Talismans can be traced in every magical tradition that has contributed to Western occultism. Ancient Egyptian priestly magicians had a wide range of talismanic methods at their disposal. For example, massive stone tablets were inscribed with healing spells and set in basins; those who were sick could pour water over the hieroglyphic carvings, drink the water, and benefit from the magic. More sinister rites were used to attack the foreign and domestic enemies of the Egyptian state; some of these made use of statues of enemy soldiers who were bound or maltreated and then buried in a secret place.
Similar traditions could be found in the magical lore of the busy city-states of Mesopotamia, and the vast palace libraries of Ashurbanipal, the last great king of Assyria, including detailed instructions for a variety of talismanic magical workings. The magicians of Sumer, Babylon, and other Mesopotamian cultures drew heavily on the astrological lore of the region, setting a precedent that has been followed by talismanic magicians ever since.
Ancient Greece and Rome had a remarkable range of talisman lore, including the making of magical statues. A very common form of talismans was the binding tablet—a lead tablet that was dropped in wells, graves, caverns, and other points of ready access to the underworld to carry messages to the powers of the unseen and accomplish various forms of magic, usually hostile.
Talismans in the form now used in magic began to evolve toward the end of the classical period, with Egypt—where the art of writing had never quite lost its magical aura—as one focal point. The Graeco-Egyptian magical papyri, sorcerers’ handbooks from the first few centuries of the common era, include instructions for making a variety of talismanic devices. It was after Egypt fell into Arab hands in the eighth century, though, that Muslim magicians began reshaping the lore they inherited from the ancient world, and evolved talismans of the sort that are still used today.
In this modern sense, a talisman is a piece of metal, paper, parchment, or some other material that can be engraved or written on. It is usually cut into a flat disk, although other shapes are known. Once made and marked with magically effective words and symbols, the talisman is consecrated in a formal ritual, and then concealed and left to do its work.

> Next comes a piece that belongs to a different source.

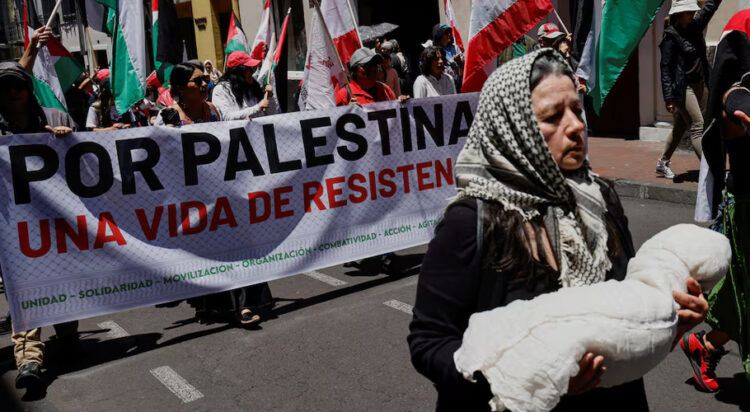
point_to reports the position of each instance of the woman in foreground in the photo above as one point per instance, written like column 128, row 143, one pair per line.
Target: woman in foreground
column 530, row 218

The methods used to consecrate a talisman vary widely in different traditions of magic. In medieval Arabic handbooks such as the Picatrix, and in many more recent works, the talisman is simply made of a metal with the right symbolism and held in the smoke of a specially compounded incense, then wrapped in silk and put away to work. The range of methods extends from this up to hugely complex techniques of the sort used by the Hermetic Order of the Golden Dawn, in which the magician can easily spend two hours reciting conjurations, vibrating divine names, evoking spirits, channeling energies, and putting the talisman through the equivalent of a lodge initiation ceremony. Both these approaches, and many that fall between these extremes, work well in practice.
Talismans, according to standard occult theory, work because their material basis forms a "body" for the energies placed in them at the time of consecration. With this anchor on the physical plane, the talisman keeps on working steadily and mindlessly toward the fulfillment of whatever purpose it was created to accomplish. When a talisman has finished its work, therefore, or when the situation has changed and its energies are no longer needed, it must be ceremonially deconsecrated and the physical form destroyed.
While standard talismans of the type described above remain far and away the most common approach in use among ceremonial magicians, noticeably different approaches can be found among those who draw on folk magic traditions, especially those of American Hoodoo. In this system, a mojo, toby or hand—that is, a small cloth bag filled with magically active substances—may be used for most of the purposes classical talismans might fill. Other traditions draw on various forms of natural magic to accomplish the same things.